BTW, my post on the Basement’s error filled statement of faith must have got to them. They changed it. Wish I knew when they did it. They went and copied your standard SOF from some church site.



  1. The blazen arrogance and hypocrisy of Pitt made you crack the wall of silence…

  2. I agree. And I’m glad you cracked your wall of silence too. 🙂

  3. This Matt Pitt guy, I remember him coming to my city a few years ago, and many leaders in my area were all pretty enamored with his testimony and success. At the time he was attracting thousands to his Basement events and had landed a few prominent interviews on networks like CBN, TBN, and INSP.

    I heard him speak on his visit to the Billy Graham Evangelistic Association and remember looking around and seeing all the employees in awe and proclaiming he was the next big thing. I always felt like something about him was not “all there” and even got into a few discussions about his background and what he was doing, only to be reprimanded for judging something God was doing.

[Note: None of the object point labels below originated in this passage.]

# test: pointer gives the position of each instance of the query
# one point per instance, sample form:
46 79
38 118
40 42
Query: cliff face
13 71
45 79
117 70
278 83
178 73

    He was a drug addict who came from nowhere. He got saved, radically saved. I don’t doubt that Jesus changed him, but the problem was that he had no one above him, no submission to authority/leadership. I always question this sort of thing because it leaves no accountability. The Christian world was looking at the externals, the numbers, the crowds… and they weren’t looking at the heart of the man. I watched a few videos and it seem like the hype was in the music, the lights, how loud they could be… I didn’t see or feel anything holy about the experience, except for a few mentions of God while they were shouting.

    This man is on a downward spiral because he lost track of pointing to Jesus… he got into making a name for himself and his ministry, getting himself out there, becoming known, the numbers. You can hear it when he speaks. Now in this last arrest, he is blaming everyone, except himself. Pride comes before the fall. Again, I am not trying to attack him, just pointing out the obvious. The Lord can still use him but it will take some humbling and maybe even him losing everything he’s gained the past 7 years.

    • Thank you for stopping by Red. I have issues with his testimony. I’ll be writing about that tomorrow. No doubt that he can be used.